51. $f\left(x\right)=\sqrt{x}$

52. Find an equation that could be represented by Figure 2.

Figure 2

53. Find an equation that could be represented by Figure 3.

Figure 4

For the following exercises, refer to Figure 4.

Figure 5

54. What is the right-hand limit of the function as $x$ approaches 0?

55. What is the left-hand limit of the function as $x$ approaches 0?

56. The position function $s\left(t\right)=-16{t}^{2}+144t$ gives the position of a projectile as a function of time.

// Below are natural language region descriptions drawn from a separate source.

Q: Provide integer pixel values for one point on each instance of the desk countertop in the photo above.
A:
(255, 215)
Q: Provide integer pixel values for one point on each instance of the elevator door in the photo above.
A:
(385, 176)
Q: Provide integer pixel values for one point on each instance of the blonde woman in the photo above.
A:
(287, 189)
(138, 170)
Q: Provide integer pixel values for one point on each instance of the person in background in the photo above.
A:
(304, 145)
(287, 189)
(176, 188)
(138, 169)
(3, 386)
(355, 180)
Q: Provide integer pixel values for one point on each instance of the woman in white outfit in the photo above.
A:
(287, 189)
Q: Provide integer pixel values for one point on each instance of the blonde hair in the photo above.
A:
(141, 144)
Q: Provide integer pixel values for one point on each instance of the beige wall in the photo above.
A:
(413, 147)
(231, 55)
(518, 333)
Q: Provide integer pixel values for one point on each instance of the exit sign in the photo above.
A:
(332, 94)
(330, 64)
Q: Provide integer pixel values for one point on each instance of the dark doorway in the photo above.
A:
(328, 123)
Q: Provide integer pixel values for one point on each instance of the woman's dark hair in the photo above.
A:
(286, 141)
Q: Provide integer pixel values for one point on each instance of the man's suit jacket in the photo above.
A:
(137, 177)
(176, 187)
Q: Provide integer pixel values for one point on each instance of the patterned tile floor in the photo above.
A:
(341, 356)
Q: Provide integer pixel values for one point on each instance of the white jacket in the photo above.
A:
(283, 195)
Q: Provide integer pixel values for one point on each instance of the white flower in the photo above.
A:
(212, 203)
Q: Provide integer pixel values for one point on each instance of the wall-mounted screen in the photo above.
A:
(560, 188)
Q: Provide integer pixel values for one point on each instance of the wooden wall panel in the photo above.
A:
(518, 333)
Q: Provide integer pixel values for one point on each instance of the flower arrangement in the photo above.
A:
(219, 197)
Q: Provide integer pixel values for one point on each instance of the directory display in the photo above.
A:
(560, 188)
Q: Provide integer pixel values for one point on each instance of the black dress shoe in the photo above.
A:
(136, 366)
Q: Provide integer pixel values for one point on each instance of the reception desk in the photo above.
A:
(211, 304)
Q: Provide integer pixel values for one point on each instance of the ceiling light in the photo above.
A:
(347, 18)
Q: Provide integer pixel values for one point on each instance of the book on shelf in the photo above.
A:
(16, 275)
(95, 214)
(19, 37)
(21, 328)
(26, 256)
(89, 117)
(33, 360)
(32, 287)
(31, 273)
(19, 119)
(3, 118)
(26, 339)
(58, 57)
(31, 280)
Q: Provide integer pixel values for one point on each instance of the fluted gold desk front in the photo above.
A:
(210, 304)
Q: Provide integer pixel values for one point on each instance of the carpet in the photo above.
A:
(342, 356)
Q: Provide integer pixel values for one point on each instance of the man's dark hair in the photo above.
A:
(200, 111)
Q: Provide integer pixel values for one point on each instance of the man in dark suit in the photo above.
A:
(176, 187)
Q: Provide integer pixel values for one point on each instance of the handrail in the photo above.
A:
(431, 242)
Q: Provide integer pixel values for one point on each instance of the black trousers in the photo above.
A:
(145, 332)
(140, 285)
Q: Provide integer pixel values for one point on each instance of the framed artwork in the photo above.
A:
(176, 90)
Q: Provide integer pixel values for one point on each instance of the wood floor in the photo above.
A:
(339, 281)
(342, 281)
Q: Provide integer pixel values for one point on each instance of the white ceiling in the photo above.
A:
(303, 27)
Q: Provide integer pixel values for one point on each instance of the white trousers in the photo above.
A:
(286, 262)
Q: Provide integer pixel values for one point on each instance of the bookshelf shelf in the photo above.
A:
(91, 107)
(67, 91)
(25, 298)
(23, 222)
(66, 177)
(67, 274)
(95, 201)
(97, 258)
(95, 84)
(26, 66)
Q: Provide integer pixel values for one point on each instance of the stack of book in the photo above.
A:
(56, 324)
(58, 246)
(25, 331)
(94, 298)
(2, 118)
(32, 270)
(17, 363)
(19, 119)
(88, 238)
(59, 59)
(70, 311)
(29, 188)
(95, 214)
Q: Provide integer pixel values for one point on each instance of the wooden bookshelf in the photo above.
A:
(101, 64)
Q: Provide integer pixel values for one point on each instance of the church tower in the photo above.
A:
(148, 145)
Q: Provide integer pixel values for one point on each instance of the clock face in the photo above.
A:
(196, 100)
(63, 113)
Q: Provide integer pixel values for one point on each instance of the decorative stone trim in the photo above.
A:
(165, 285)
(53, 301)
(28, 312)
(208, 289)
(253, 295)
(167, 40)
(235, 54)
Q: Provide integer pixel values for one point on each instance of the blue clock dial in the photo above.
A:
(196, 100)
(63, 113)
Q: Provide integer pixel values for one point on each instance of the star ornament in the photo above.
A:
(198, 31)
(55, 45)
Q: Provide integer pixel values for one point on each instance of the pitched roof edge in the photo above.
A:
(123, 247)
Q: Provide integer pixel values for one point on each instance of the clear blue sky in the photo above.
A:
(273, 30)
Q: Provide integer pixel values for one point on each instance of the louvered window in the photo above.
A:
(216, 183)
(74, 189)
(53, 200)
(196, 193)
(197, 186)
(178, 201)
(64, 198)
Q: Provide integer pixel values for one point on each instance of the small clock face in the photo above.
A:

Find the average velocity (average rate of change) on the interval $\left[1,2\right]$ .

57. The height of a projectile is given by $s\left(t\right)=-64{t}^{2}+192t$ Find the average rate of change of the height from $t=1$ second to $t=1.5$ seconds.

58. The amount of money in an account after $t$ years compounded continuously at 4.25% interest is given by the formula $A={A}_{0}{e}^{0.0425t}$, where ${A}_{0}$ is the initial amount invested. Find the average rate of change of the balance of the account from $t=1$ year to $t=2$ years if the initial amount invested is \$1,000.00.